Canicule : le coût de l'inaction climatique pour l'école
L'essentiel
La canicule de juin a révélé le coût élevé de l'inaction climatique pour le système scolaire français, avec des milliers d'établissements fermés ou aux horaires aménagés, et des conditions difficiles pour élèves et personnels dans ceux restés ouverts.
Résumé généré par IA
Pourquoi c'est important
La canicule de juin a mis en lumière l'inadaptation des bâtiments scolaires français aux vagues de chaleur croissantes dues au réchauffement climatique.
La canicule qui a touché la France, du mercredi 17 au dimanche 28 juin, impose une réalité qu’il n’est plus possible d’éluder : pour l’école aussi, l’inaction climatique a un coût. Et il est de plus en plus élevé. Au cours de ce nouvel épisode caniculaire, jusqu’à 13 500 établissements scolaires ont dû fermer leurs portes ou aménager leurs horaires. Au sein de ceux qui sont restés ouverts, les enfants et les adultes ont souffert des effets d’une chaleur souvent écrasante, révélant le dénuement des équipes et l’incurie des réponses politiques.

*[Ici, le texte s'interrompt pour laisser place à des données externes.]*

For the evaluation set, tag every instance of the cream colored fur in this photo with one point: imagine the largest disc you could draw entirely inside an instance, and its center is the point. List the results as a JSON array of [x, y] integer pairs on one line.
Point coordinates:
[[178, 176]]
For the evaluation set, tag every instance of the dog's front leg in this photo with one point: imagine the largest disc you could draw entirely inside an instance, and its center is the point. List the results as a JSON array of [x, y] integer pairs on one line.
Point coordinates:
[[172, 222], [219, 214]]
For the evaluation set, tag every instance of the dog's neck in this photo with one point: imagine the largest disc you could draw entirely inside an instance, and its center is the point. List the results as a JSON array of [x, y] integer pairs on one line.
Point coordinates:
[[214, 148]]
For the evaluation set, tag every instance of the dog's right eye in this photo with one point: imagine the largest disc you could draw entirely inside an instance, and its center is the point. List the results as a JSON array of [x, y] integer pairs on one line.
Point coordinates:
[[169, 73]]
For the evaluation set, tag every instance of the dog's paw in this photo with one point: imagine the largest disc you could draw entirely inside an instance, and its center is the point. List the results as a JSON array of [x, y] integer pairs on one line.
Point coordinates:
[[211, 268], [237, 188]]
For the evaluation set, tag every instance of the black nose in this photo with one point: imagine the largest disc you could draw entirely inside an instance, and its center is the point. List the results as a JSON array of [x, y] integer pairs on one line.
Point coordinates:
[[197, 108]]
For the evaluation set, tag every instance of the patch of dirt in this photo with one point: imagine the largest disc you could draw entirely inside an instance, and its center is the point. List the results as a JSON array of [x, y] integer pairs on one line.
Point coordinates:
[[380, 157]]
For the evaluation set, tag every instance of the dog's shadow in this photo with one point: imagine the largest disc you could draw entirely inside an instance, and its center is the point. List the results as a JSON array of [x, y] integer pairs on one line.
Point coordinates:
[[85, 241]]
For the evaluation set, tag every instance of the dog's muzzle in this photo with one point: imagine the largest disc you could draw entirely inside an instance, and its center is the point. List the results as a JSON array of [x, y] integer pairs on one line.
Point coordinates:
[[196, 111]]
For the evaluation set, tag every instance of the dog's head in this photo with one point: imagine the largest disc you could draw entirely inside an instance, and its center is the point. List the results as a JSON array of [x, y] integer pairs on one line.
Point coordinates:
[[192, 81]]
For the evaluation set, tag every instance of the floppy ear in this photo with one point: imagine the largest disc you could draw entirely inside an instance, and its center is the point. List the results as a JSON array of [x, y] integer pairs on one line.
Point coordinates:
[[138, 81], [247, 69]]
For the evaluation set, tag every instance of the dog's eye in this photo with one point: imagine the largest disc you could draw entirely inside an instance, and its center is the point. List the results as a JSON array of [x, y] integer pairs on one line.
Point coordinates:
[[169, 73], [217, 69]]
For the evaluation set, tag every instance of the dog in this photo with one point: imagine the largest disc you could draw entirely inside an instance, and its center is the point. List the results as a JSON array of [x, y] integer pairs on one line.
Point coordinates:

Dans de multiples territoires, la débrouillardise a prévalu. Des parents et des enseignants ont eux-mêmes acheté et collé des couvertures de survie aux fenêtres sans volets. Des enfants de primaire ont assisté à des débats entre professeurs pour décider la répartition des ventilateurs, en nombre insuffisant pour toutes les classes. Des oraux du baccalauréat ont été reportés, ou se sont déroulés dans des sous-sols de lycées, voire dans un parking souterrain.

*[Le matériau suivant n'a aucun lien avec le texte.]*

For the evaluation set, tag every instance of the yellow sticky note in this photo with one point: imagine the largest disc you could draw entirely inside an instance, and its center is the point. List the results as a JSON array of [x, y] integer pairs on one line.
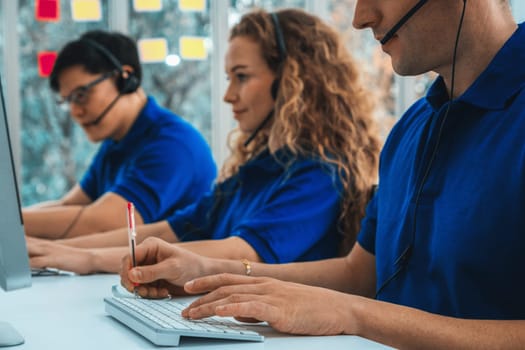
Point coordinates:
[[192, 5], [193, 48], [86, 10], [147, 5], [153, 50]]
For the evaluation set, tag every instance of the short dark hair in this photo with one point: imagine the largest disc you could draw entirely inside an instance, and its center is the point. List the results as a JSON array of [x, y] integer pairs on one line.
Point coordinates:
[[81, 52]]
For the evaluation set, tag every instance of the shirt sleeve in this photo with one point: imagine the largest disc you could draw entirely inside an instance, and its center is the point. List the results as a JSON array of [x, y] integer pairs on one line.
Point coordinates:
[[88, 183], [367, 235], [157, 180], [298, 220], [192, 222]]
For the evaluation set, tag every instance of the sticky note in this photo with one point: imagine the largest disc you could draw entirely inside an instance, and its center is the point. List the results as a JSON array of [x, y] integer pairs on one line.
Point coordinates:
[[193, 48], [86, 10], [147, 5], [47, 10], [192, 5], [46, 61], [152, 50]]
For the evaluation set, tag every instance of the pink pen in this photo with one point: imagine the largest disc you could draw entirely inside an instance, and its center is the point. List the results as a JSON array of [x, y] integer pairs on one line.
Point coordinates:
[[132, 233]]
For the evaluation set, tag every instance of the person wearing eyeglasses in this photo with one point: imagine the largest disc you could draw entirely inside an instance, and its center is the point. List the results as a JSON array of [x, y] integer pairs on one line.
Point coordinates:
[[148, 155]]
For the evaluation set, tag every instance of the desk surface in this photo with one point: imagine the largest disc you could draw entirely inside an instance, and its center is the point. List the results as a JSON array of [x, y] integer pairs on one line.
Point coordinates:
[[67, 312]]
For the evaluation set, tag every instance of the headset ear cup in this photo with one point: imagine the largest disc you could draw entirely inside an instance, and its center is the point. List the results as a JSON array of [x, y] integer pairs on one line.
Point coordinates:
[[128, 84], [275, 88]]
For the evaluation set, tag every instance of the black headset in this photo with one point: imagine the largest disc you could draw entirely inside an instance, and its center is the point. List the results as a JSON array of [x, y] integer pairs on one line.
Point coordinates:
[[274, 89], [281, 49], [127, 82]]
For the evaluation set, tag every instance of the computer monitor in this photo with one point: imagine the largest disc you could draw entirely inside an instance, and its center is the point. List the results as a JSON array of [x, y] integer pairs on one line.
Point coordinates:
[[14, 261]]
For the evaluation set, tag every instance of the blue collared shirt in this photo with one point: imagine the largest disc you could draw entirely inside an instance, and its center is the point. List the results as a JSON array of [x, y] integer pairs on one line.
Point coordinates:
[[286, 208], [466, 229], [162, 164]]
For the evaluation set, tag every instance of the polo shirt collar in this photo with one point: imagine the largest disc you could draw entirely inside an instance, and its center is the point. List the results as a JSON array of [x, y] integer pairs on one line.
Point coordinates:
[[494, 88], [267, 162], [142, 123]]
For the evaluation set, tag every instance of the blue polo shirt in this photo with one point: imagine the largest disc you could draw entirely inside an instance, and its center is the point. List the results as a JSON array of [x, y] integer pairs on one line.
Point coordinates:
[[467, 231], [162, 164], [286, 208]]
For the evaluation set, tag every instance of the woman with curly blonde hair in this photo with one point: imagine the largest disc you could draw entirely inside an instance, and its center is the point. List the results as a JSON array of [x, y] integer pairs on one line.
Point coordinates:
[[303, 161], [321, 109]]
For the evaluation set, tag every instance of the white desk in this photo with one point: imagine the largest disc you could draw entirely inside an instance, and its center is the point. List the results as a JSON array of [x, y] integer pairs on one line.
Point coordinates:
[[67, 312]]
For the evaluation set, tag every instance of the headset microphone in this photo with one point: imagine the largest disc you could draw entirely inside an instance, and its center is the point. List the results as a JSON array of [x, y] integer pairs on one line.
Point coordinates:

Ces situations indigentes naissent d’une situation bien connue : l’inadaptation de l’immense majorité des bâtiments scolaires aux vagues de chaleur, de plus en plus précoces, fréquentes et intenses du fait du réchauffement climatique. Un chantier aussi fondamental que titanesque pour assurer des conditions d’apprentissage et de travail pour 12 millions d’élèves et 1,2 million de personnels, et au sujet duquel les autorités publiques se renvoient la responsabilité.
Questions ouvertes
- Qui assumera la responsabilité des rénovations ?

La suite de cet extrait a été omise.